A história do Concrete Blonde começou em 1982 com o nome ''Dream 6'' com a banda seguindo o caminho do pós punk em Los Angeles, assim como os grupos Wall of Voodoo, Dream Syndicate e X. Apenas em 1987 a banda assinou com a gravadora I.R.S. e gravaram o disco de estréia com o baterista Harry Rushakoff . A banda prosseguiu em 1989 com o disco ''Free'' que continha o primeiro hit chamado ''God is a bullet''. Em 1990 eles lançaram ''Bloodletting'' que apresentou ao público o top hit ''Joey'' com a participação de Paul Thompson, da Roxy Music, na Bateria. Nos anos seguintes, eles ainda tiveram uma boa aceitação do público e crítiva enveredando para influências latinas em suas canções.
Mas em 1994, os integrantes do Concrete Blonde se separaram, alegando a necessidade de ''buscar novos projetos'', conforme divulgaram em entrevistas na época.
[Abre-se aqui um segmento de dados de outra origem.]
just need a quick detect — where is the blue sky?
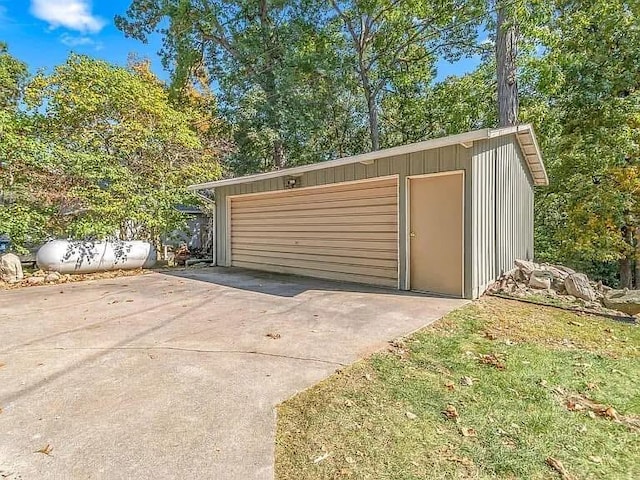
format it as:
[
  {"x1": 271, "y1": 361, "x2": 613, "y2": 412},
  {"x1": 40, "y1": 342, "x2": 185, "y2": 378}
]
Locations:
[{"x1": 0, "y1": 0, "x2": 479, "y2": 82}]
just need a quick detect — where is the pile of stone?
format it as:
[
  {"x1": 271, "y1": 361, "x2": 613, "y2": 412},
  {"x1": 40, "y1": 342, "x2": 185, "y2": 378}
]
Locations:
[
  {"x1": 1, "y1": 253, "x2": 70, "y2": 287},
  {"x1": 488, "y1": 259, "x2": 640, "y2": 318}
]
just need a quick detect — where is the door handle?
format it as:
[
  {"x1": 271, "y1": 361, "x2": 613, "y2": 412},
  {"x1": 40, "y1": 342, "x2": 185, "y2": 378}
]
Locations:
[{"x1": 410, "y1": 232, "x2": 416, "y2": 238}]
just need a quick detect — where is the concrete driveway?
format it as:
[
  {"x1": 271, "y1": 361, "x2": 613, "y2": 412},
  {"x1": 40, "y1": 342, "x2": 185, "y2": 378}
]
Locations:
[{"x1": 0, "y1": 268, "x2": 467, "y2": 479}]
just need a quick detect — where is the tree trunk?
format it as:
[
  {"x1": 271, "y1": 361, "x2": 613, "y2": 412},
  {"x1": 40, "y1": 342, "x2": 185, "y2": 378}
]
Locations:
[
  {"x1": 273, "y1": 138, "x2": 285, "y2": 169},
  {"x1": 496, "y1": 1, "x2": 519, "y2": 127},
  {"x1": 635, "y1": 227, "x2": 640, "y2": 289},
  {"x1": 620, "y1": 225, "x2": 634, "y2": 288},
  {"x1": 620, "y1": 257, "x2": 633, "y2": 289},
  {"x1": 362, "y1": 76, "x2": 380, "y2": 150},
  {"x1": 259, "y1": 0, "x2": 285, "y2": 170}
]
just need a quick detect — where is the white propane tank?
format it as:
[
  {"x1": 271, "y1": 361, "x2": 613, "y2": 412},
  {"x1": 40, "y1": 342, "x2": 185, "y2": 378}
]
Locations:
[{"x1": 36, "y1": 240, "x2": 156, "y2": 274}]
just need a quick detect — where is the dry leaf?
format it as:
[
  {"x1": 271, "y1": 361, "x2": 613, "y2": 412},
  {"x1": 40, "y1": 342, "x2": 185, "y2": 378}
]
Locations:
[
  {"x1": 442, "y1": 405, "x2": 460, "y2": 422},
  {"x1": 484, "y1": 332, "x2": 498, "y2": 340},
  {"x1": 566, "y1": 399, "x2": 585, "y2": 412},
  {"x1": 266, "y1": 332, "x2": 281, "y2": 339},
  {"x1": 588, "y1": 456, "x2": 602, "y2": 464},
  {"x1": 313, "y1": 452, "x2": 331, "y2": 464},
  {"x1": 405, "y1": 411, "x2": 417, "y2": 420},
  {"x1": 586, "y1": 382, "x2": 598, "y2": 390},
  {"x1": 364, "y1": 373, "x2": 372, "y2": 381},
  {"x1": 460, "y1": 427, "x2": 477, "y2": 437},
  {"x1": 546, "y1": 457, "x2": 576, "y2": 480},
  {"x1": 344, "y1": 399, "x2": 354, "y2": 408},
  {"x1": 444, "y1": 381, "x2": 455, "y2": 391},
  {"x1": 444, "y1": 455, "x2": 474, "y2": 467},
  {"x1": 568, "y1": 321, "x2": 583, "y2": 327},
  {"x1": 460, "y1": 376, "x2": 474, "y2": 387},
  {"x1": 35, "y1": 444, "x2": 53, "y2": 456},
  {"x1": 479, "y1": 353, "x2": 506, "y2": 370}
]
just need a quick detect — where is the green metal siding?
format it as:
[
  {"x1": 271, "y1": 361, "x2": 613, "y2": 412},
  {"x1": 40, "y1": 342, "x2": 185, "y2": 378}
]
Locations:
[
  {"x1": 215, "y1": 144, "x2": 474, "y2": 296},
  {"x1": 471, "y1": 135, "x2": 535, "y2": 298}
]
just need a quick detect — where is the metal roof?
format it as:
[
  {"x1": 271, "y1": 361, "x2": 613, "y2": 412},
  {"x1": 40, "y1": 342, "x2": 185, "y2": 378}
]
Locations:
[{"x1": 188, "y1": 124, "x2": 548, "y2": 192}]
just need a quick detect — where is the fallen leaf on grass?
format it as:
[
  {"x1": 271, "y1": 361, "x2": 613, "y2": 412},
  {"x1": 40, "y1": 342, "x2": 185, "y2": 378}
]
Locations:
[
  {"x1": 588, "y1": 456, "x2": 602, "y2": 464},
  {"x1": 444, "y1": 454, "x2": 474, "y2": 467},
  {"x1": 564, "y1": 394, "x2": 640, "y2": 431},
  {"x1": 266, "y1": 332, "x2": 281, "y2": 339},
  {"x1": 483, "y1": 332, "x2": 498, "y2": 340},
  {"x1": 364, "y1": 373, "x2": 372, "y2": 381},
  {"x1": 442, "y1": 405, "x2": 460, "y2": 422},
  {"x1": 460, "y1": 376, "x2": 474, "y2": 386},
  {"x1": 546, "y1": 457, "x2": 576, "y2": 480},
  {"x1": 568, "y1": 321, "x2": 583, "y2": 327},
  {"x1": 460, "y1": 427, "x2": 477, "y2": 437},
  {"x1": 566, "y1": 399, "x2": 585, "y2": 412},
  {"x1": 444, "y1": 381, "x2": 455, "y2": 391},
  {"x1": 313, "y1": 452, "x2": 331, "y2": 464},
  {"x1": 478, "y1": 353, "x2": 506, "y2": 370},
  {"x1": 405, "y1": 411, "x2": 417, "y2": 420},
  {"x1": 35, "y1": 444, "x2": 53, "y2": 456}
]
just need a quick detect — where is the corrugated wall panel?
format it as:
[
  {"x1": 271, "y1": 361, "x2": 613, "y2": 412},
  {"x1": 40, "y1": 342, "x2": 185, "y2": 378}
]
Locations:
[
  {"x1": 495, "y1": 136, "x2": 535, "y2": 274},
  {"x1": 471, "y1": 135, "x2": 535, "y2": 298},
  {"x1": 471, "y1": 140, "x2": 496, "y2": 298}
]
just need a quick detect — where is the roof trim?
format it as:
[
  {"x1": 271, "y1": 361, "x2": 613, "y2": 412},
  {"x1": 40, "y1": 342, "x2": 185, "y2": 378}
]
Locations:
[{"x1": 188, "y1": 124, "x2": 548, "y2": 191}]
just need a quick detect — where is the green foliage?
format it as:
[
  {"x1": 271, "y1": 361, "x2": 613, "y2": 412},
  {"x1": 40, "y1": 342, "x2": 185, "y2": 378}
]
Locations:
[
  {"x1": 1, "y1": 49, "x2": 224, "y2": 252},
  {"x1": 532, "y1": 0, "x2": 640, "y2": 285}
]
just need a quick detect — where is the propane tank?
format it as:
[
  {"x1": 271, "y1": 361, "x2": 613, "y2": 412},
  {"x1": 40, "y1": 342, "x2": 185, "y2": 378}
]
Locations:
[{"x1": 36, "y1": 240, "x2": 156, "y2": 274}]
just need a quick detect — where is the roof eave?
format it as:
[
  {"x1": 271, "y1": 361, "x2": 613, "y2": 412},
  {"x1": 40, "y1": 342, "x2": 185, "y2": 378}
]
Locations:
[{"x1": 188, "y1": 124, "x2": 548, "y2": 191}]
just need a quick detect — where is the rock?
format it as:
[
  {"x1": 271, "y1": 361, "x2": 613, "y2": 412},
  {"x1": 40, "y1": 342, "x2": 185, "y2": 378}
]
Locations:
[
  {"x1": 564, "y1": 273, "x2": 597, "y2": 302},
  {"x1": 556, "y1": 265, "x2": 576, "y2": 275},
  {"x1": 528, "y1": 270, "x2": 553, "y2": 289},
  {"x1": 603, "y1": 290, "x2": 640, "y2": 315},
  {"x1": 543, "y1": 265, "x2": 569, "y2": 281},
  {"x1": 514, "y1": 259, "x2": 537, "y2": 276},
  {"x1": 0, "y1": 253, "x2": 23, "y2": 283},
  {"x1": 27, "y1": 276, "x2": 45, "y2": 285},
  {"x1": 44, "y1": 272, "x2": 61, "y2": 283}
]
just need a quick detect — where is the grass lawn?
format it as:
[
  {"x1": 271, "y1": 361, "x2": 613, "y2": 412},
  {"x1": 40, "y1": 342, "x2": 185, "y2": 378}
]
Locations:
[{"x1": 276, "y1": 297, "x2": 639, "y2": 479}]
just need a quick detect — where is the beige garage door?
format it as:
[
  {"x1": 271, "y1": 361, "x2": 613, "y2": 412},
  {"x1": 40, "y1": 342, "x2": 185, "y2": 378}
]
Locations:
[{"x1": 229, "y1": 177, "x2": 398, "y2": 287}]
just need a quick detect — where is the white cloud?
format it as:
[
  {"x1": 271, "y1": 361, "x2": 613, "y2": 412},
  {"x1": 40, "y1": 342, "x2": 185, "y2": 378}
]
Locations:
[
  {"x1": 30, "y1": 0, "x2": 105, "y2": 33},
  {"x1": 60, "y1": 33, "x2": 104, "y2": 51},
  {"x1": 60, "y1": 32, "x2": 94, "y2": 46}
]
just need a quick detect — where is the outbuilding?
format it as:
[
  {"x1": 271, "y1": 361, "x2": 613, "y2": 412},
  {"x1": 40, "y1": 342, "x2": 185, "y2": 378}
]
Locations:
[{"x1": 188, "y1": 124, "x2": 547, "y2": 299}]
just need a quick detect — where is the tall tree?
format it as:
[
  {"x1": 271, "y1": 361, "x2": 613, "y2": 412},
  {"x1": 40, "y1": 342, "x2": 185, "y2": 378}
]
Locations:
[
  {"x1": 117, "y1": 0, "x2": 340, "y2": 172},
  {"x1": 325, "y1": 0, "x2": 483, "y2": 150},
  {"x1": 0, "y1": 43, "x2": 54, "y2": 251},
  {"x1": 534, "y1": 0, "x2": 640, "y2": 288},
  {"x1": 495, "y1": 0, "x2": 519, "y2": 126},
  {"x1": 23, "y1": 55, "x2": 225, "y2": 248}
]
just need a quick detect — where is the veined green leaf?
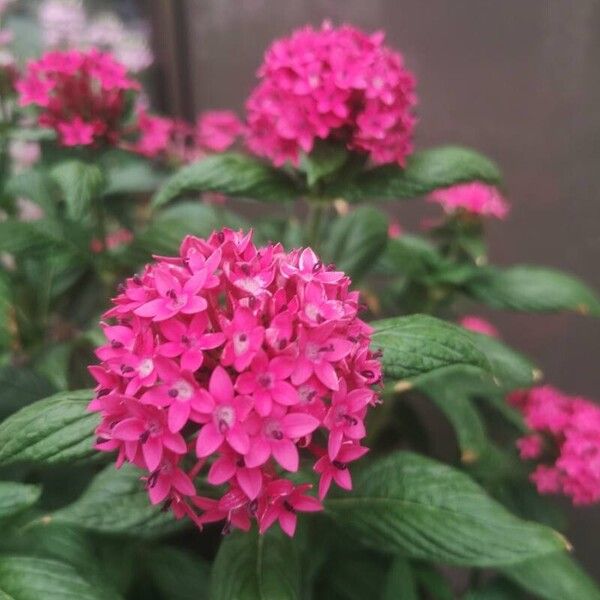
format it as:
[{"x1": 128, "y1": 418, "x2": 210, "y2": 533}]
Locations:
[
  {"x1": 211, "y1": 528, "x2": 300, "y2": 600},
  {"x1": 322, "y1": 146, "x2": 502, "y2": 202},
  {"x1": 50, "y1": 160, "x2": 105, "y2": 220},
  {"x1": 503, "y1": 551, "x2": 600, "y2": 600},
  {"x1": 152, "y1": 153, "x2": 301, "y2": 208},
  {"x1": 325, "y1": 452, "x2": 566, "y2": 566},
  {"x1": 466, "y1": 265, "x2": 600, "y2": 316},
  {"x1": 0, "y1": 482, "x2": 41, "y2": 522},
  {"x1": 322, "y1": 206, "x2": 388, "y2": 283},
  {"x1": 0, "y1": 556, "x2": 121, "y2": 600},
  {"x1": 0, "y1": 389, "x2": 97, "y2": 467},
  {"x1": 371, "y1": 315, "x2": 490, "y2": 382},
  {"x1": 48, "y1": 463, "x2": 180, "y2": 537}
]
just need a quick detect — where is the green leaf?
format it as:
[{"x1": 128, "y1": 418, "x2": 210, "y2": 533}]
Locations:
[
  {"x1": 0, "y1": 366, "x2": 56, "y2": 420},
  {"x1": 415, "y1": 366, "x2": 489, "y2": 463},
  {"x1": 463, "y1": 579, "x2": 526, "y2": 600},
  {"x1": 50, "y1": 161, "x2": 105, "y2": 220},
  {"x1": 0, "y1": 389, "x2": 97, "y2": 467},
  {"x1": 325, "y1": 452, "x2": 566, "y2": 566},
  {"x1": 314, "y1": 552, "x2": 387, "y2": 600},
  {"x1": 0, "y1": 556, "x2": 120, "y2": 600},
  {"x1": 503, "y1": 551, "x2": 600, "y2": 600},
  {"x1": 371, "y1": 315, "x2": 490, "y2": 382},
  {"x1": 0, "y1": 219, "x2": 89, "y2": 259},
  {"x1": 380, "y1": 234, "x2": 442, "y2": 278},
  {"x1": 0, "y1": 482, "x2": 41, "y2": 522},
  {"x1": 300, "y1": 141, "x2": 349, "y2": 188},
  {"x1": 322, "y1": 206, "x2": 388, "y2": 282},
  {"x1": 4, "y1": 168, "x2": 60, "y2": 216},
  {"x1": 33, "y1": 343, "x2": 73, "y2": 391},
  {"x1": 100, "y1": 150, "x2": 165, "y2": 196},
  {"x1": 322, "y1": 146, "x2": 502, "y2": 202},
  {"x1": 48, "y1": 463, "x2": 179, "y2": 537},
  {"x1": 130, "y1": 202, "x2": 248, "y2": 260},
  {"x1": 381, "y1": 557, "x2": 417, "y2": 600},
  {"x1": 152, "y1": 153, "x2": 302, "y2": 208},
  {"x1": 463, "y1": 329, "x2": 537, "y2": 391},
  {"x1": 144, "y1": 546, "x2": 211, "y2": 600},
  {"x1": 466, "y1": 266, "x2": 600, "y2": 316},
  {"x1": 211, "y1": 528, "x2": 300, "y2": 600}
]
Com a separação da banda, Johnette se lançou em varios outros projetos. O primeiro foi em 95 gravando ''Vowel Movement'' com Holly Vincent na banda Holly and the Italians. Johnnette formou a banda Pretty and Twisted lançando o primeiro álbum em 1995, com o guitarrista Marc Moreland do Wall of Voodoo e o baterista Danny Montgomery. Foi quando o amor pela música latina encontrou o seu caminho novamente e Johnette e Jim gravaram com os roqueiros dos Los Illegals um disco intitulado ''Concrete Blonde y Los Illegals'', o último gravado pela integrante antes da banda californiana decidir relembrar os bons tempos das décadas de 80 e 90.
Agora eles estão juntos novamente e embora alguns críticos e mesmo fãs mais devotos torçam o nariz para esse providencial retorno, somente agora os brasileiros vão poder conferir o que restou da boa influência da música da banda. O show em Curitiba é o penúltimo antes da banda encerrar a turnê, amanhã no Rio de Janeiro.